Софья Александровна роняет газету, вскакивает и, вся бледная, смотрит на старую. Все ее тело дрожит мелкою дрожью. Елена Кирилловна складывает газету, отодвигает ее и смотрит прямо перед собою остановившимися глазами. Наташа встает, повертывается внезапно побледневшим лицом к старухе и говорит каким-то не своим, деревянным голосом:
— В Екатеринославе — семь, в Москве — один.
Или другие города и другие цифры, — то, что принесли свежие газетные листы. То, что они приносят нам каждый день.
Нянька поднимается со скамейки и крестится истово. Говорит:
— Упокой, Господи, души рабов твоих. И сотвори им вечную память.
Тогда Софья Александровна вскрикивает отчаянно:
— Боря, Боря, Боря мой!
Лицо ее так бледно, что кажется, как будто бы ни одной кровинки не осталось под матовою, эластичною кожею. Судорожным движением сжимая руки, она с ужасом смотрит на Елену Кирилловну и на дочь. Елена Кирилловна отводит глаза в сторону и, глядя на старую няньку, качает укоризненно головою.
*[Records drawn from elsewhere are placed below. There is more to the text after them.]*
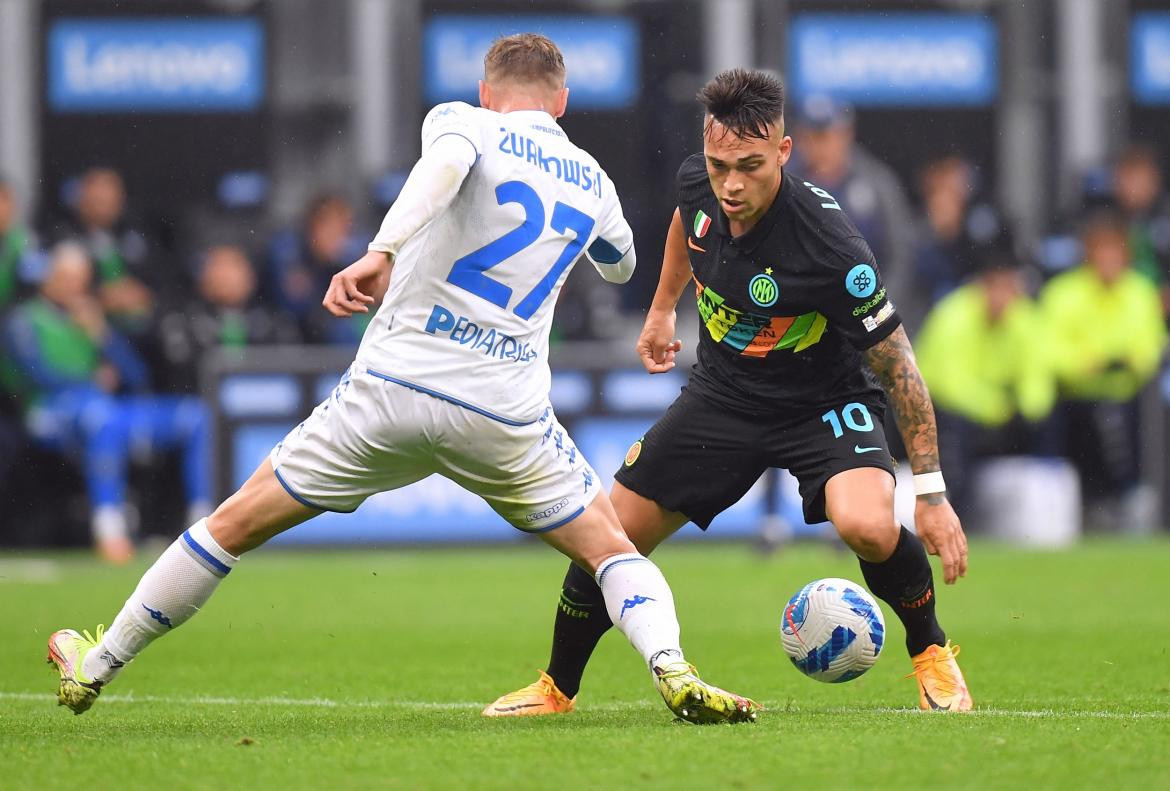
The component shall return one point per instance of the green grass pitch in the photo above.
(369, 668)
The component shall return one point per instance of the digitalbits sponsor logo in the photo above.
(861, 281)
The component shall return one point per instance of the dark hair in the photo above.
(525, 57)
(744, 101)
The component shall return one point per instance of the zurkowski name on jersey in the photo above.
(787, 307)
(470, 298)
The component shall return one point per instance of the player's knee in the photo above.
(872, 532)
(229, 528)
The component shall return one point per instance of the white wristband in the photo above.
(929, 483)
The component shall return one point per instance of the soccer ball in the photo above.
(832, 630)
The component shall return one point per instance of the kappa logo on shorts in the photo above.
(632, 454)
(555, 508)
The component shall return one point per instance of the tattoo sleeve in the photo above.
(893, 362)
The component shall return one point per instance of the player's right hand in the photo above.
(656, 345)
(358, 286)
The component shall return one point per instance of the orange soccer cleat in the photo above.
(541, 696)
(941, 685)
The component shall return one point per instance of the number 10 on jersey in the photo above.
(468, 272)
(855, 417)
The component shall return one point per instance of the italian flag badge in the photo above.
(702, 222)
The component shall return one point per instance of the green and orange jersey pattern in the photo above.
(752, 334)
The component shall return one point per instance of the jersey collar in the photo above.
(758, 232)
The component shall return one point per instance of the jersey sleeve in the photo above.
(452, 118)
(612, 253)
(852, 295)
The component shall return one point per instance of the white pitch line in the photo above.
(776, 709)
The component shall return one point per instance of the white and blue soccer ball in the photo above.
(832, 630)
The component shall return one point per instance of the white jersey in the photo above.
(472, 294)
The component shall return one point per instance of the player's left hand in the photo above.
(941, 532)
(358, 286)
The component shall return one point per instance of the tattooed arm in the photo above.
(936, 523)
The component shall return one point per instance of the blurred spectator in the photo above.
(867, 190)
(1137, 190)
(119, 250)
(302, 262)
(1106, 335)
(982, 353)
(222, 314)
(77, 373)
(955, 231)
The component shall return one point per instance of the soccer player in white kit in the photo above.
(452, 378)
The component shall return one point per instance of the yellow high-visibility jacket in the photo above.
(1105, 341)
(982, 371)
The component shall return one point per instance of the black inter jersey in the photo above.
(786, 307)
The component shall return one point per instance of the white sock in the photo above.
(171, 591)
(640, 604)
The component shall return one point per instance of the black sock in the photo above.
(582, 619)
(904, 582)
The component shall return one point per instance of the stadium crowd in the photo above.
(1029, 349)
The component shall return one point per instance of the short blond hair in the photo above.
(524, 57)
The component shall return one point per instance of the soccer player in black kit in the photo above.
(799, 352)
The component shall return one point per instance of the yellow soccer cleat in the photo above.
(694, 700)
(67, 651)
(941, 685)
(541, 696)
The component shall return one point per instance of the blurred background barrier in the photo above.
(217, 160)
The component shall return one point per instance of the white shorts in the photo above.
(373, 434)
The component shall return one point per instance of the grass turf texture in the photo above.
(370, 668)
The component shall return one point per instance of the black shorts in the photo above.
(700, 459)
Голова ее трясется, как и у старенькой няньки, а на глазах проступают, как ранние росинки вечером, скупые слезы.
Наташа упрямо смотрит на мать и говорит побледневшими, трясущимися губами:
— Мама, успокойся.
Вдруг голос ее опять становится холодным и деревянным, — и точно кто-то чужой и злой заставляет ее медленно, отчетливо произносить все те же каждый день слова:
— Ведь ты же знаешь, мама, что Борю повесили еще в прошлом году!
Смотрит на мать неподвижным, жутким взором слишком черных глаз и повторяет:
— Ты же это знаешь, мама!
Глаза у Софьи Александровны широко открыты, сухи, в них ужас, и глубокие пламенники в их слишком черной глубине горят безумно. Она повторяет беззвучно, глядя прямо в Наташины глаза:
— Повесили!
Садится на свое место, смотрит жуткими глазами на белую Афродиту и на алые розы у ее ног и молчит. У нее белое лицо и алые губы, лицо неподвижное и губы крепко сжатые, в немигающем взоре ее черных глаз затаилось безумие.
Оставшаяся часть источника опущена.